Reviewed by Dennis Schwartz

John’s son Nick Cassavetes (“The Other Woman”/”Alpha Dog”) is not known as a good director. His father was a great director. Nick bases this bloody nihilistic pulp thriller about Satanists, on the 1999 novel by Boston Teran (apparently inspired by true events), with Nick writing and directing. It’s at best a so-so religious thriller, that at least is well-crafted even if the story is vapid. It offers a lame attempt to be arty by playing on its soundtrack Bob Dylan and David Bowie tunes. But it checks out as an exploitation story–an unabated exercise in misogyny and ultra-violence.


The mild-mannered rural New Mexico Detective Bob Hightower (Nikolaj Coster-Waldau, Danish actor), a desk cop, visits his estranged family and finds that his ex-wife and her current husband have been murdered and his 14-year-old daughter (Chloe Guy) has been kidnapped by what turns out to be a deranged satanic cult, and we learn she has been sold as a sex slave. Unsatisfied by the botched investigation of the local police, Bob quits the force and investigates himself as he forms an uncomfortable partnership with Case (Maika Monroe), a young woman who escaped from the abusive cult.


To infiltrate the criminal cult he goes undercover in a disguise and gets some body tattoos (the cult males are heavily tattooed). There he hooks up with an enigmatic good-bad outcast (Jamie Foxx) in the hopes that he can get him a meeting with the power-hungry cult leader (Karl Glusman).

While hanging around the grounds, Bob observes their disturbing savage actions. In the face of peril, the resilient detective realizes he must act as a vigilante to save his daughter.

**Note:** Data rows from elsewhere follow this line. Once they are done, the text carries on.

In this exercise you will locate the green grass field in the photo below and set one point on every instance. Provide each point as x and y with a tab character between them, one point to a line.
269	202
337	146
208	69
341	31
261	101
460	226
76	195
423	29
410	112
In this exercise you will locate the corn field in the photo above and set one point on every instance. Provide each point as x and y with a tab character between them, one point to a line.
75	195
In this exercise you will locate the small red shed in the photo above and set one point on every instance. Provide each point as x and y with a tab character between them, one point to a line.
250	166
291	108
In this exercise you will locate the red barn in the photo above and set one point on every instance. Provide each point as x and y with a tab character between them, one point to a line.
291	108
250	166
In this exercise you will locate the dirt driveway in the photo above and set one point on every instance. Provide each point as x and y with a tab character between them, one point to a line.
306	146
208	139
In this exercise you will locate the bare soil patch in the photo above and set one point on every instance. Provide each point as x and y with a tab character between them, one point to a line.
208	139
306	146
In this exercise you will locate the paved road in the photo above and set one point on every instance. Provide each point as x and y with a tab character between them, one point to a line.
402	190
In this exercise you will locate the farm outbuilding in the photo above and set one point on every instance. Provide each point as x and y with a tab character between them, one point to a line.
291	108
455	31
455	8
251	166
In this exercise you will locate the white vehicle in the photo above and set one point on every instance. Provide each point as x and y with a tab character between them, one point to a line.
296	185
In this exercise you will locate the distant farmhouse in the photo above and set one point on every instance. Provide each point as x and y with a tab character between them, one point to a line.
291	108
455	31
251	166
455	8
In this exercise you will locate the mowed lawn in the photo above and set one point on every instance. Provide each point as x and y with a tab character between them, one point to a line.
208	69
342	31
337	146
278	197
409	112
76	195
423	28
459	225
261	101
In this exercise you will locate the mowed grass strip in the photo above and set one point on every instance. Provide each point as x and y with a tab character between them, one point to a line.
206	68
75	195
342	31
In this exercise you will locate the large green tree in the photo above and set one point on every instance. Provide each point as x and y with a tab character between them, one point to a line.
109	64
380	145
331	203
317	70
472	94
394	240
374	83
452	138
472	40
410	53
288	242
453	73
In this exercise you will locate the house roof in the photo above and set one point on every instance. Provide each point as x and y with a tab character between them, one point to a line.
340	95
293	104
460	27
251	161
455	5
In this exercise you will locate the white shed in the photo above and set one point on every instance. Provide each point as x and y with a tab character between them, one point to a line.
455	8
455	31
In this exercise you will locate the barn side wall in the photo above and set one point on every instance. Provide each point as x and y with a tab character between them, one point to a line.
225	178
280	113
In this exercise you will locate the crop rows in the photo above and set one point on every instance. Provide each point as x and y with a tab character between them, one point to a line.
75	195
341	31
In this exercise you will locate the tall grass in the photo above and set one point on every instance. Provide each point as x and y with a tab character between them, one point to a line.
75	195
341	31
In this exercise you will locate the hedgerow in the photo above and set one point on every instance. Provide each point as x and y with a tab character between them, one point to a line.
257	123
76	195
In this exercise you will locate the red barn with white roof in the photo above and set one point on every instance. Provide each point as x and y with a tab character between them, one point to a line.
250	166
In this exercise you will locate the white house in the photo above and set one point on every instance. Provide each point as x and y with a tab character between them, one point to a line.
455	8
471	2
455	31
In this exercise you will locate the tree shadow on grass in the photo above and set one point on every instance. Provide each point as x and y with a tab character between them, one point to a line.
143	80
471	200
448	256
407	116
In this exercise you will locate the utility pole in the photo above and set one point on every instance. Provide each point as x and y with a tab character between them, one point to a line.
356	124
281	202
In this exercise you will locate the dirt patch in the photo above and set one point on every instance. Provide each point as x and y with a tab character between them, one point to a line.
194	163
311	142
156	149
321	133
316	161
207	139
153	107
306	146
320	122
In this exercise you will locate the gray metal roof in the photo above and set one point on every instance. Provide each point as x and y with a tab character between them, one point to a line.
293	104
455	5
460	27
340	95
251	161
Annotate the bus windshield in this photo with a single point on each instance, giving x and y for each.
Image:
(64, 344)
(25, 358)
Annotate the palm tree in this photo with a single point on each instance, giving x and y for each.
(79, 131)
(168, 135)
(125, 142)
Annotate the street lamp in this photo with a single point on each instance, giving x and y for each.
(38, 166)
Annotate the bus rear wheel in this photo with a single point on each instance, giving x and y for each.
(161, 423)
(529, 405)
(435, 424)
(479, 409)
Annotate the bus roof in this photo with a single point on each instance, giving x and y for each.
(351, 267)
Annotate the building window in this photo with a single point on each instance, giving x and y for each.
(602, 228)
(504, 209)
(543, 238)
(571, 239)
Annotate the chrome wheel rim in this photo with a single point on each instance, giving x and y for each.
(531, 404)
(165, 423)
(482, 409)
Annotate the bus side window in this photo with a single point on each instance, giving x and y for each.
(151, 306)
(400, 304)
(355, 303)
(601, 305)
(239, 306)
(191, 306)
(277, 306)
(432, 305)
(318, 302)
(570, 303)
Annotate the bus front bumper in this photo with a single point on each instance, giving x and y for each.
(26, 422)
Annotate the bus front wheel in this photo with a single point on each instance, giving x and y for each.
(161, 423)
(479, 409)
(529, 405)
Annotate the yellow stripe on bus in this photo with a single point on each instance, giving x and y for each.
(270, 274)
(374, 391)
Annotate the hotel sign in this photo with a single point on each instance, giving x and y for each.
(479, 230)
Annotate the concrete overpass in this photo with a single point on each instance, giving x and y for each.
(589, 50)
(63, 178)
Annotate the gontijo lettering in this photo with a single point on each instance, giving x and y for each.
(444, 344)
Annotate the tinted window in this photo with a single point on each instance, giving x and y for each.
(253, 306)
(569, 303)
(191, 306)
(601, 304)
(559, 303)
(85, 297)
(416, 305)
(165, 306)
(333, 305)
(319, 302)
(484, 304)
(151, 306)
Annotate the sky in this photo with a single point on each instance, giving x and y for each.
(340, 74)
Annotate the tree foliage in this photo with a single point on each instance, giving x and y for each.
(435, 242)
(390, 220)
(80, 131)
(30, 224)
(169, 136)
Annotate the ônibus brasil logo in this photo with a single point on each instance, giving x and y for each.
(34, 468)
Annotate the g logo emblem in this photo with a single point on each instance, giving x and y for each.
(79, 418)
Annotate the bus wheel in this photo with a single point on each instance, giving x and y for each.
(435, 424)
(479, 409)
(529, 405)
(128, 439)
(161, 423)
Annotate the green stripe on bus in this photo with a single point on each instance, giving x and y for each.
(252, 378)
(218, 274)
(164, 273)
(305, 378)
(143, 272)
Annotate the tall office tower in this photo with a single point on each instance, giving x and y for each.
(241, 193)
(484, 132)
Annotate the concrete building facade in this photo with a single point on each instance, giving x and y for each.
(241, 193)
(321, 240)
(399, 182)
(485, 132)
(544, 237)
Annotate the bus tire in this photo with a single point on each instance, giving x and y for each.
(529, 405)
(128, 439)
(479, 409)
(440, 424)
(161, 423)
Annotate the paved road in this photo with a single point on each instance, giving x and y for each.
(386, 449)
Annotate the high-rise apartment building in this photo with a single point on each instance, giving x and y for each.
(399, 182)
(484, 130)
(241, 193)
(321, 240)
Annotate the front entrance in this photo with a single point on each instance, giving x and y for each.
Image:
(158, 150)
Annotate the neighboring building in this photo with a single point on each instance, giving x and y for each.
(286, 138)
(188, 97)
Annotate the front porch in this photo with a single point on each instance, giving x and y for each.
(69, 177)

It’s a bleak, bloody and trashy film, that’s  too lengthy (it has too much unnecessary filler material). There was nothing fresh, interesting, fun or compelling about it that should make you want to see it. “Taken” is a similar-themed film that is a much better watch, if you are inclined to see such preposterous heroic kidnap rescue films.